U2 in Deutschland: Kriegsruinen und geöffnete Herzen

Berlin/Köln · Gerade eben hängen noch Discokugeln über dem Publikum. Dann erscheinen auf der riesigen Videoleinwand syrische Kriegsruinen. "Was möchtet Ihr? Geöffnete Herzen? Oder ein Europa, das geschlossen ist?", fragt Bono.

 Bono weiß, wie man eine gute Show aufzieht. Foto: Britta Pedersen

Bono weiß, wie man eine gute Show aufzieht. Foto: Britta Pedersen

Foto: DPA

Dann lobt der U2-Frontmann die Deutschen für ihre Rolle in der Flüchtlingspolitik. "Die ganze Welt schaut auf Euch, München, Berlin", sagt der 55-Jährige zu Beginn der Deutschlandtour am Donnerstagabend in Berlin.

Bono ist für sein politisches Engagement bekannt - und hatte am Tag vor dem Auftritt in der deutschen Hauptstadt auch mit dem Bundesentwicklungsminister Gerd Müller (CSU) über die Flüchtlingspolitik gesprochen. Doch der mehr als zweistündige Konzertabend vor 16 000 Fans in der ausverkauften Mercedes-Benz-Arena ist nicht nur politisch und musikalisch. Er bietet auch ausgefeilte Video-Kunst und viel Publikumsnähe.

Es gibt zwei Bühnen - eine klassische am einen Ende der Halle, eine runde am anderen - und dazwischen ein langer Steg. Der Effekt dieser aufwendigen Konstruktion: Egal, wo die Fans sitzen oder stehen, jeder hat die vier Musiker mal in seiner Nähe. Zusätzlich hängt über dem Laufsteg eine lange Video-Leinwand - samt weiterem Laufsteg.

So läuft plötzlich Bono, blondiert und wie gewohnt mit getönter Sonnenbrille, selbst durch einen bunten Comic-Strip. Bei fast jedem Song wechselt er den Ort - und es gibt immer neue faszinierende visuelle Effekte auf der Videoleinwand.

Bei einem Lied verwandelt sich etwa die Wand in die Berliner Mauer - die Überreste der echten Mauer sind nur wenige Meter von der Konzertarena entfernt. Deutsche Wörter oder Sätze erscheinen auf der Leinwand, etwa: "Alles, was Du weisst, ist falsch" oder "Wir sind alle Teil der Malaise".

"Berlin, ich habe Dich vermisst!", sagt Bono zu Beginn - auf Deutsch. Und: "We have many friends here." Für weltweite Verärgerung hatte die Band allerdings im vergangenen Jahr mit dem aktuellen Album "Songs of Innocence" gesorgt - weil es plötzlich auf allen Apple-Geräten erschien.

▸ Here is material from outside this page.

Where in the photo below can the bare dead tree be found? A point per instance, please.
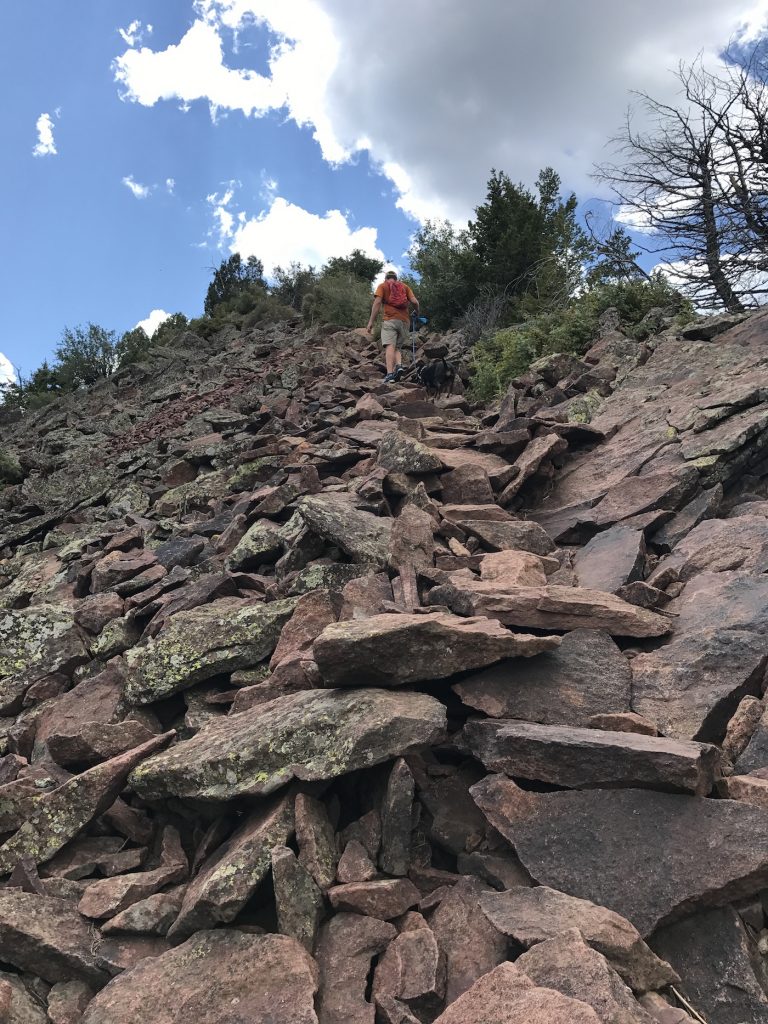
(694, 178)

Dennoch waren die Karten für die Konzerte in Deutschland binnen kurzer Zeit weg - und das, obwohl sie mindestens 100 Euro kosteten.

Bono bietet dafür schon allein allerlei: Jede Pose sitzt. Er ist Friedensbotschafter, aber auch Charmeur, der vor einer Italienerin vor die Knie fällt, die er aus dem Publikum auf die Bühne geholt hat. Und in einem Moment kommt der Rock-Rüpel durch. Da spuckt der Star und Familienvater Wasser, das er gerade getrunken hat, in hohem Bogen auf die Bühne.

Die vier Iren, die seit 1976 in dieser Konstellation zusammen sind, stehen im September noch drei weitere Male in Berlin auf der Bühne; und im Oktober noch zweimal in Köln. Alle Shows sind ausverkauft.